HBase 90.4, problems with I/O we had a very heavy read load on top of a write load, write load bursting 14,000 TX per second, and an average of 8,000 per second - each record around 2k.
Because of the I/O the WAL had to be turned off, this introduced problems when Region Servers occasionally died. Implementation of large regions 10GB, and fairly large HBlocks 512MB, increasing flush sizes to reduce minor compactions. Use of MSLAB to virtually eliminate GC all together, use of large heap 12GB on RS.
Worst problems we experienced was META corruption, that really , really sucked.
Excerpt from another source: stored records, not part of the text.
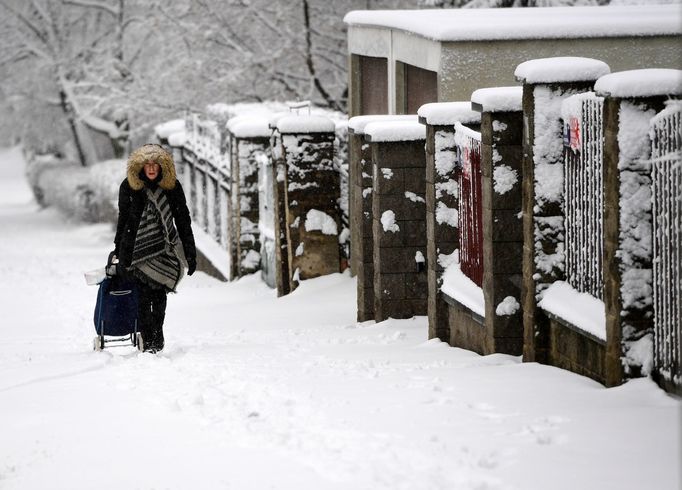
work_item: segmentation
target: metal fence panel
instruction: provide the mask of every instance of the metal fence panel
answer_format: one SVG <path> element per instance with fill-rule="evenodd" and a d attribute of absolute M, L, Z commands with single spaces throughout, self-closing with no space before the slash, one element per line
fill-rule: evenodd
<path fill-rule="evenodd" d="M 652 119 L 654 363 L 682 389 L 682 103 Z"/>
<path fill-rule="evenodd" d="M 483 285 L 483 195 L 480 133 L 457 126 L 460 268 L 477 286 Z"/>
<path fill-rule="evenodd" d="M 604 98 L 592 92 L 564 102 L 566 281 L 603 299 Z"/>

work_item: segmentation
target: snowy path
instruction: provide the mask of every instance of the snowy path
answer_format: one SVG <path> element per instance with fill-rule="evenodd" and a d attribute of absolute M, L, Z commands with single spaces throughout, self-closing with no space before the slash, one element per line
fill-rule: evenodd
<path fill-rule="evenodd" d="M 167 348 L 91 351 L 109 226 L 39 210 L 0 153 L 0 489 L 676 489 L 680 408 L 356 324 L 354 282 L 277 299 L 196 274 Z"/>

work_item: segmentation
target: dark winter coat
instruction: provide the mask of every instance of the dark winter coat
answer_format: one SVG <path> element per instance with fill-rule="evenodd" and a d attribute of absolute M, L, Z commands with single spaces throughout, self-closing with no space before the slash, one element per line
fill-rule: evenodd
<path fill-rule="evenodd" d="M 158 185 L 166 194 L 187 264 L 193 272 L 196 267 L 197 251 L 185 193 L 175 177 L 173 159 L 158 145 L 144 145 L 133 152 L 128 159 L 128 175 L 121 182 L 118 193 L 118 225 L 114 238 L 116 248 L 113 253 L 123 267 L 130 267 L 137 229 L 147 204 L 145 185 L 150 185 L 145 181 L 144 164 L 150 160 L 155 161 L 161 167 L 161 178 L 158 184 L 151 185 Z"/>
Thanks. If there's a more detailed writeup you can point me to that'd be great. I would like to make sure then that all these issues are addressed in the current versions.
0.94+ has MSLAB by default, with HFileV2 (0.92+) we can support much larger regions (20G or bigger).
Curious about the 512M HBlocks, did you have scan-heavy read-load?
14k TX peak per regionserver? x 2k that's 28M/s (56M with WAL). Should be doable now even with WAL (definitely with deferred flush). Well, maybe not with concurrent very heavy read load, depending on disk configuration.
Probably on top of Hadoop 0.20-append?
Hadoop-2.x.x should be far better too.
Because of the I/O the WAL had to be turned off, this introduced problems when Region Servers occasionally died. Implementation of large regions 10GB, and fairly large HBlocks 512MB, increasing flush sizes to reduce minor compactions. Use of MSLAB to virtually eliminate GC all together, use of large heap 12GB on RS.
Worst problems we experienced was META corruption, that really , really sucked.